But the new tax measures are being resisted principally by Glencore Plc, the Swiss-based natural resource commodities trader, Randgold Resources Limited, and Ivanhoe Mines Limited.
“It is therefore very disappointing to see that none of our proposals and comments are reflected in the legislation, which is in fact more draconian in its final form than earlier drafts,” Randgold’s chief executive, Mark Bristow said in a Feb. 4 statement. “If this fails, however, we shall seek to enforce our rights including those which provide for international abitration.”
However, in a final effort before they decide whether to petition the International Court of Arbitration in Paris, several companies have asked Kabila not to sign the new law.
Lawmakers in the senate approved changes Jan. 27 for a 50 percent super-profit tax, defined as income realized when commodity prices rise to 25 percent more than than noted in a mining project’s bank feasibility study, characteristic of second-phase mining.
The changes would also allow the government to classify cobalt as a “strategic substance” and raise royalties on cobalt—in demand for its use in rechargeable lithium-ion batteries—to 10 percent from 2 percent. The mineral’s price is likely to go up if the new tax measures are anchored into law.
According to Bristow, the new draft mining code takes no account of the industry’s concerns about the negative impact it will have on investment in DRC.
“I appeal again to the government to engage with the industry in the formulation of a code that will stimulate this key component of the DRC’s economy instead of crippling it,” Bristow said in a statement Feb. 3.
So far, it is not clear as to whether Kabila, heavily embroiled in an election date stand-off with the opposition, will stay signing of the new mining tax proposals into law.
As the election draws near later this year, a new resurgent economic patriotism in DRC is raising the stakes to have taxation sections of the current mining code, Law No. 007/2002 of July 11, 2002, revised quickly.
“The new mining code will make mines a true motor of the development of this country,” DRC mining minister Martin Kabwelulu told senators Jan. 2 when addressing the upper house in capital Kinshasa.
Such views are also held by Henri Muhiya, the secretary general of the Episcopal Commission on Natural Resources, which had petitioned parliament for broadening of the mining tax base to raise more revenue for the country.

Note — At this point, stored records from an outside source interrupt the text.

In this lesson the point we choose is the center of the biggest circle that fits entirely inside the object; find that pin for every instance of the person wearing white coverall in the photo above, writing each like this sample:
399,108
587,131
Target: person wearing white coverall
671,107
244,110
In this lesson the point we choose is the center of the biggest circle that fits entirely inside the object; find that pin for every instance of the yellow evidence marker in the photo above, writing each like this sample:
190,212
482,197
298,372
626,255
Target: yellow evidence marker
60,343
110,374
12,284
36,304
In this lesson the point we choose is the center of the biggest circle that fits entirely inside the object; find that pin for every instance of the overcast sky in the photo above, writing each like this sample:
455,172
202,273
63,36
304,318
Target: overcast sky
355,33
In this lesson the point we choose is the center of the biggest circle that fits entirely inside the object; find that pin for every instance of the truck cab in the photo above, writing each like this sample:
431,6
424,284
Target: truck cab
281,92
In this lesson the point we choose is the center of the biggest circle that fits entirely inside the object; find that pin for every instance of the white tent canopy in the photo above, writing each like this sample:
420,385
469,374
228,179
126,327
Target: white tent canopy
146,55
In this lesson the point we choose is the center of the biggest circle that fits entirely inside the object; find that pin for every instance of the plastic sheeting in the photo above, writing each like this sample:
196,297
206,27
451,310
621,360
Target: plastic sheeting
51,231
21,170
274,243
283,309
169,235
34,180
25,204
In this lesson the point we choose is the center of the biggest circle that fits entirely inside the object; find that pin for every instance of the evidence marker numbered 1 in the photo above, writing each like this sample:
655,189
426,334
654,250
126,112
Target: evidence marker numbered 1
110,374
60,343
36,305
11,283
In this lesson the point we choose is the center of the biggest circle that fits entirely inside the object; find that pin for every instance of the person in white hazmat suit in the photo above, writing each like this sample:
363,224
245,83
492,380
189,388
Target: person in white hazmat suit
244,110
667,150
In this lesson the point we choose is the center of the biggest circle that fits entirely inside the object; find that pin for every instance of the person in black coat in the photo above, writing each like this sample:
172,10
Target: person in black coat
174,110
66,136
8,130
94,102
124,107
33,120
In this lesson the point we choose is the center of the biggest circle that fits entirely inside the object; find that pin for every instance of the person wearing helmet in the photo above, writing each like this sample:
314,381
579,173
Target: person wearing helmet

“We have realized that the investors indeed came, but the profits were not shared out in a fair way between them and the country,” Muhiya said in December, when parliament enacted tax hikes proposals.
The global demand for smart phones and electric car batteries has pushed up the price of cobalt, a windfall the DRC cash-strapped government can’t ignore. The price of cobalt currently stands at $80,382 per ton from $22,000 two years ago.
Nevertheless, although the DRC is the world’s largest producer of cobalt, as it has about two-thirds of the global deposits, the vast revenue from the mining of cobalt, copper and other minerals in the country is lost in grand corruption, tax holidays and inefficient tax collection measures.
“Most of DRC’s 80 million people are steeped in poverty as there is no money to improve the lives of the people,” said London-based Global Witness, anon-governmental organization that investigates corruption, tax injustice and environmental abuse.
Its report, Regime Cash Machine, highlights how more than $750 million in mining revenue paid by companies to state bodies in DRC was lost to the treasury between 2013-15.
“Instead, the money disappeared into a dysfunctional state-owned mining company and opaque national tax agencies. There is no clarity on what this money was spent on or where it ended up,” the report states.
However, the impact of hiked taxes will likely mean the increase will be passed to customers.
“It will affect the miners’ bottom line and it will be passed on to the consumer,” said George Heppel, an analyst at London-based CRU Consulting.
As Kabila ponders whether to sign the new amendments into law or to allow further negotiations with the mining companies, the question he will have to consider is whether the existing mining code favors foreign investors at the expense of the Congolese.